Pace's edition of the Organon became standard during its life of 11 editions between 1584 and 1623, and even longer in the north of Europe. He also wrote a great many legal titles.

Pace wrote a pocket summary of Ramon Llull's art, first in Latin in 1618 and then in French in 1619. This work is seen as exceptional among its contemporaries as it does not digress into alchemy, cabalism, or magic, and in fact stays true to Llull's traditional interests. Pace wrote a similar work for Ramus as well.

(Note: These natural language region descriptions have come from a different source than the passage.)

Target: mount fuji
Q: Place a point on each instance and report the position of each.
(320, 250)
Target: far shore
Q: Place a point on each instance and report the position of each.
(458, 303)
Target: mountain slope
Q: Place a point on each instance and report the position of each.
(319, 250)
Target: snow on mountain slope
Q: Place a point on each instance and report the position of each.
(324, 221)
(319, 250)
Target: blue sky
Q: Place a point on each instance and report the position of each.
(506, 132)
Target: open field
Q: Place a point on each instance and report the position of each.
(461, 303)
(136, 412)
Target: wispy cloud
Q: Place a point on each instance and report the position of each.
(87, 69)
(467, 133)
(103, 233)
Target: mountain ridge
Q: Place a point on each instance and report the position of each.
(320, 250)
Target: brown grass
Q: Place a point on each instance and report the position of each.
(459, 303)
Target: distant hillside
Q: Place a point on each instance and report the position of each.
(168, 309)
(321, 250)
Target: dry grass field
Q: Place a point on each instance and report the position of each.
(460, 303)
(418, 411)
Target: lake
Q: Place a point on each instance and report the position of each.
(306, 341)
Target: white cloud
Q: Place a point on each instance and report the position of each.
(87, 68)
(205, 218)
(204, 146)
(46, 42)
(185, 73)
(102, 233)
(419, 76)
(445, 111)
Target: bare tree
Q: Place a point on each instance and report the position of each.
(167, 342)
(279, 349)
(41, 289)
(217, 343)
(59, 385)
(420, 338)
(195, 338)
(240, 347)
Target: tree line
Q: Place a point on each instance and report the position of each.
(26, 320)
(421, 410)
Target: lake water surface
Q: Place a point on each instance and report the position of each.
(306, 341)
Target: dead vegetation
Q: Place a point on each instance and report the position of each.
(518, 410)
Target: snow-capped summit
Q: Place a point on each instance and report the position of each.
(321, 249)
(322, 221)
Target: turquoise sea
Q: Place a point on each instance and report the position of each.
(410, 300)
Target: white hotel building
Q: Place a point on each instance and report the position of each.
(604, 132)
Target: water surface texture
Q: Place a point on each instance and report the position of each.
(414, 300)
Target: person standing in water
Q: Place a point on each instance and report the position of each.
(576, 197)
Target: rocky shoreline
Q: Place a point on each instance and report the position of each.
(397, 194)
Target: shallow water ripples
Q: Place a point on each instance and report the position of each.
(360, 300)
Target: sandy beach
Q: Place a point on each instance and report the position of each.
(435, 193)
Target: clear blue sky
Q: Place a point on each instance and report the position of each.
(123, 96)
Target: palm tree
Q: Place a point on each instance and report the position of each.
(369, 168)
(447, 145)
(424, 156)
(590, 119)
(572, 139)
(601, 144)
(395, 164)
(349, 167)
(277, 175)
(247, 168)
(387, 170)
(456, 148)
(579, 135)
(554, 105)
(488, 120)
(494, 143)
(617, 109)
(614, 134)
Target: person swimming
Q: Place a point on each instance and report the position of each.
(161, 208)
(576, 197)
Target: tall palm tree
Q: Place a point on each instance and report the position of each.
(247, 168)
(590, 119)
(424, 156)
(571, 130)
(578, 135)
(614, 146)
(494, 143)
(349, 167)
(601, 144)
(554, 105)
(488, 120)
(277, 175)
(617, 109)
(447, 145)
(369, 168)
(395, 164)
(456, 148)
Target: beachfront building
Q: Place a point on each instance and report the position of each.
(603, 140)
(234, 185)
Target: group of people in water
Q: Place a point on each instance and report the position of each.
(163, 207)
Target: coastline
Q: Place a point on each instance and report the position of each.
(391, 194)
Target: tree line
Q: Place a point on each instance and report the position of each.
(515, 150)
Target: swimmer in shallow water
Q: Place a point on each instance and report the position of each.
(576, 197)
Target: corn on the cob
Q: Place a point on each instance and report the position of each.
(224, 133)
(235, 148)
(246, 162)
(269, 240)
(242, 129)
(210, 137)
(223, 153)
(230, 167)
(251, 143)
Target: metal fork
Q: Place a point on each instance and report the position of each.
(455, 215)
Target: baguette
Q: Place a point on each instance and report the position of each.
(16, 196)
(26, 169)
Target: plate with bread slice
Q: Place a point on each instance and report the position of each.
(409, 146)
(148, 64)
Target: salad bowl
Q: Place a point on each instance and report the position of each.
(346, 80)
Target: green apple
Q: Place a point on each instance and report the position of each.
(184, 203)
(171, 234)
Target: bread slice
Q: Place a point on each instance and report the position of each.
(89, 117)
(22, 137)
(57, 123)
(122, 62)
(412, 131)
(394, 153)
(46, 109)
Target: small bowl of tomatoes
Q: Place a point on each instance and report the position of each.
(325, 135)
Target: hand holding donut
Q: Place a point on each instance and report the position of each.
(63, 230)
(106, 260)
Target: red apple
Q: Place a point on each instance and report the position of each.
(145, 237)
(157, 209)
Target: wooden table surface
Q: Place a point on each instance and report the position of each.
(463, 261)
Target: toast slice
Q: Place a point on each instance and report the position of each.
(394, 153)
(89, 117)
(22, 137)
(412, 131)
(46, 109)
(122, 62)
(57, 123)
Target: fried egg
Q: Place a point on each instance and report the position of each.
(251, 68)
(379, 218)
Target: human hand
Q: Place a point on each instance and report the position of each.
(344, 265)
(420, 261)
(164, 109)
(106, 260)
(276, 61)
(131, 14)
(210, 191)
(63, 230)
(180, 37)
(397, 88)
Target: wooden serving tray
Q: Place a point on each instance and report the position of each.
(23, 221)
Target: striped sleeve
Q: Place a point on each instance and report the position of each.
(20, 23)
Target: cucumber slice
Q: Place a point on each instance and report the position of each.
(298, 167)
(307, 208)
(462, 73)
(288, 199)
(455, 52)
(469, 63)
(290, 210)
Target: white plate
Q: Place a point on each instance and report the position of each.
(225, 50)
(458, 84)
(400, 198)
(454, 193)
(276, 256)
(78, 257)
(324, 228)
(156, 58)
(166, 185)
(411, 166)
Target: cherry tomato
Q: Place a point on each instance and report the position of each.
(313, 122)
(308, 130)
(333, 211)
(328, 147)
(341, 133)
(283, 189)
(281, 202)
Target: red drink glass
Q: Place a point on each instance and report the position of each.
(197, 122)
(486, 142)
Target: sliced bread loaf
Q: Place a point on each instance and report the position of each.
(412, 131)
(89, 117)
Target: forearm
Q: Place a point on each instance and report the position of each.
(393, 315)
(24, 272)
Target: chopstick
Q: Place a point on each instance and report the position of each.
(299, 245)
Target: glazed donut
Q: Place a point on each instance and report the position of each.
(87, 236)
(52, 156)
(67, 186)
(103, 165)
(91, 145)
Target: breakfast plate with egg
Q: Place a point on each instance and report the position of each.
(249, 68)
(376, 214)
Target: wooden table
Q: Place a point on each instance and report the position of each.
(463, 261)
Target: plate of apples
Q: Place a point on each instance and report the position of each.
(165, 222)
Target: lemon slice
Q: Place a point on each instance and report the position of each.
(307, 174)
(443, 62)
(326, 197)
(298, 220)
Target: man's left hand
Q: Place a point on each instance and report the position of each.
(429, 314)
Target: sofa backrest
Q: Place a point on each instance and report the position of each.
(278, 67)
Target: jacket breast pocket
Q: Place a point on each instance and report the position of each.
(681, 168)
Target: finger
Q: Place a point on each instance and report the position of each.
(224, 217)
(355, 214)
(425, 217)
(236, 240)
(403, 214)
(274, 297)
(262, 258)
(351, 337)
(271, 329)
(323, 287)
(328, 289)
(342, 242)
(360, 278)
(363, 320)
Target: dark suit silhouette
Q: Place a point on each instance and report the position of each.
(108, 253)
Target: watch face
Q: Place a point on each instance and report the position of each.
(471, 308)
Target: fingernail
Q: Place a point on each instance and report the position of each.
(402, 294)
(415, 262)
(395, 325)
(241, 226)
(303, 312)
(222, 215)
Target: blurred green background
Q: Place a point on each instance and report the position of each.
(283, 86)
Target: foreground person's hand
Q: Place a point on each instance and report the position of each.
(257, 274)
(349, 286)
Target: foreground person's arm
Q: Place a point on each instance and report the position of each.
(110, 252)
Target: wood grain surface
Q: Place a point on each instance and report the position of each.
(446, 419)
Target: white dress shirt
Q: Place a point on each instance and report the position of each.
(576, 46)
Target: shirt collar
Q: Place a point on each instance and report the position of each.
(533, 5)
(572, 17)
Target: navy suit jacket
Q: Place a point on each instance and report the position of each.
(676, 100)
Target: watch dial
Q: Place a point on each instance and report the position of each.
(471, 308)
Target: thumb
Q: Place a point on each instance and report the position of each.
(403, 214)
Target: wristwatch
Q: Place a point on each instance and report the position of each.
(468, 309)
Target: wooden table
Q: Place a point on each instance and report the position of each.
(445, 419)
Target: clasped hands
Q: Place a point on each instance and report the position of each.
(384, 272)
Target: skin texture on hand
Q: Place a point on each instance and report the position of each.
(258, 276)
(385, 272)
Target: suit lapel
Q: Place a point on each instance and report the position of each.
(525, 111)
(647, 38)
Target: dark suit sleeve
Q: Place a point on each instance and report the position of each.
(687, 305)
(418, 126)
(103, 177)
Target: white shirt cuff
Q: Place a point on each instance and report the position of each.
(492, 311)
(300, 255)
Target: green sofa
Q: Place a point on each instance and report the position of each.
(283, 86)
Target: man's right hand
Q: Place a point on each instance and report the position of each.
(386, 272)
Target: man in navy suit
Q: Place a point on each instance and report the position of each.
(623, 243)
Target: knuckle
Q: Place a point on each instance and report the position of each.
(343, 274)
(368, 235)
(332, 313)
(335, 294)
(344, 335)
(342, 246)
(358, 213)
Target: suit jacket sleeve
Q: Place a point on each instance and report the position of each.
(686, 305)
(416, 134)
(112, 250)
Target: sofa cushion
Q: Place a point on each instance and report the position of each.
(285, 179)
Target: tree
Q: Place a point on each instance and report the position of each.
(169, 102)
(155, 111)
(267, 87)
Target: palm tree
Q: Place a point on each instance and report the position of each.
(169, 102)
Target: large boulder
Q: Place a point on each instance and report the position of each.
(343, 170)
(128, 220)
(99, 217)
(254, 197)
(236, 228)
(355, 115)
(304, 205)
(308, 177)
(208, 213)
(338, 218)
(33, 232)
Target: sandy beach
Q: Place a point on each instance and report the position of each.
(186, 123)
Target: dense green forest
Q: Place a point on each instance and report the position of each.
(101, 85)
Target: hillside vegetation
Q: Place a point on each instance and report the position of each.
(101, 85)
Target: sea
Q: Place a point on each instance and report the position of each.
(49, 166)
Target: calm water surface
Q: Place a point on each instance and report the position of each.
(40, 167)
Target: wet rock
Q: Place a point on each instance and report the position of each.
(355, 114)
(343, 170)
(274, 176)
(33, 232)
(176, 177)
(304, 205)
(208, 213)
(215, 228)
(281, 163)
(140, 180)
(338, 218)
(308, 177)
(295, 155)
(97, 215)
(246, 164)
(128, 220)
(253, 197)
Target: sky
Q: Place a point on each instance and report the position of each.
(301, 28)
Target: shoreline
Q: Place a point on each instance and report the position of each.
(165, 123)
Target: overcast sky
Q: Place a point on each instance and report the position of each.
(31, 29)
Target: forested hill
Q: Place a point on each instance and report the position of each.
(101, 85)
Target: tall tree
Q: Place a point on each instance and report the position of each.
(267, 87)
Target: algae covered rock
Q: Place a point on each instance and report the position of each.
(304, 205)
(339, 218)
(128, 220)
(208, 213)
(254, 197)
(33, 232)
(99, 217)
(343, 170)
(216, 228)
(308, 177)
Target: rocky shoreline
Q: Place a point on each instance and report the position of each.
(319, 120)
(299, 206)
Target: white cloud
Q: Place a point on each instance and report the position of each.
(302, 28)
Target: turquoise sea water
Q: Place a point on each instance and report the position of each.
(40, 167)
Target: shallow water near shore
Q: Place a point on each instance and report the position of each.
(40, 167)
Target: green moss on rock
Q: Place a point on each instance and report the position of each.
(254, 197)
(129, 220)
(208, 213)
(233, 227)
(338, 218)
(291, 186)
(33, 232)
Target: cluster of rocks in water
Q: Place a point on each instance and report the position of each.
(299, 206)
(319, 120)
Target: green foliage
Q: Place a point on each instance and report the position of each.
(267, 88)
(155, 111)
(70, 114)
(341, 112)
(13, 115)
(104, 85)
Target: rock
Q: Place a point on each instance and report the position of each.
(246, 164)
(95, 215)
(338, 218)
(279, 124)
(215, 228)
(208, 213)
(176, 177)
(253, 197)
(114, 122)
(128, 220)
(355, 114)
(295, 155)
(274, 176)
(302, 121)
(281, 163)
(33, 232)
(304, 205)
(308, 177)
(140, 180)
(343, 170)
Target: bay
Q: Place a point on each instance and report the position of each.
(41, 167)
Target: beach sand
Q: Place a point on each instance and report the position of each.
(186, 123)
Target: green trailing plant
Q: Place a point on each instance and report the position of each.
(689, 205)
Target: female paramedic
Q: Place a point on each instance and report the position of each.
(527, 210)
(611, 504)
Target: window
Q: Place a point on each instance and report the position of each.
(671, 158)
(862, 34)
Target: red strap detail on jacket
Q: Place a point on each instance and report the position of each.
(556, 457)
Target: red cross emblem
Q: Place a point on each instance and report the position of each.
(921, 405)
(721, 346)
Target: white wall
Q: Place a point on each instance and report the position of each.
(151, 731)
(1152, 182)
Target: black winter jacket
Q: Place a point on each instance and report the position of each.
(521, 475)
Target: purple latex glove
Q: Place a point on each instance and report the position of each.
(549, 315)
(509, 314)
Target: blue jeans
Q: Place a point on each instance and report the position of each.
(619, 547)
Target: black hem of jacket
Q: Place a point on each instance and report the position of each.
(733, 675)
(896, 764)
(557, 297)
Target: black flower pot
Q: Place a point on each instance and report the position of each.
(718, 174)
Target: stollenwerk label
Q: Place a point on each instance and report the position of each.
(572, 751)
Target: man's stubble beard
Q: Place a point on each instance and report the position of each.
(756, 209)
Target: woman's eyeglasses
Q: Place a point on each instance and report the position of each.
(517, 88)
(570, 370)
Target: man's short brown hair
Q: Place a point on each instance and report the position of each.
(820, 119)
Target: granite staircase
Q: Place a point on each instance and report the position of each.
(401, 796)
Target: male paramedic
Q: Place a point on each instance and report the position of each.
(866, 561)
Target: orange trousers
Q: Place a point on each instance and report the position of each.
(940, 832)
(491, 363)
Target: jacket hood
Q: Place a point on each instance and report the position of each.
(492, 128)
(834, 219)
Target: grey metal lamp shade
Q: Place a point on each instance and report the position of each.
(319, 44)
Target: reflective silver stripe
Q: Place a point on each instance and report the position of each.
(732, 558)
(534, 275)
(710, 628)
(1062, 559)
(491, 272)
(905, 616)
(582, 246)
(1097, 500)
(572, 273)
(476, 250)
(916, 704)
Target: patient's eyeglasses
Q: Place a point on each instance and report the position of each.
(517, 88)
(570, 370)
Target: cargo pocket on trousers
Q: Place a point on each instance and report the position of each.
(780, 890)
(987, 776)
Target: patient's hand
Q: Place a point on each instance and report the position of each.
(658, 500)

Despite being a Protestant, in 1619, he published "De dominio maris Hadriatici dissertatio", defending the claims of the Venetian Republic to dominion over the Adriatic Sea, against the opposite claims of the Empire and the Kingdom of Naples. This controversy in early international law lined him up with Paolo Sarpi, against Juan Bautista Valenzuela Velázquez and Lorenzo Motino.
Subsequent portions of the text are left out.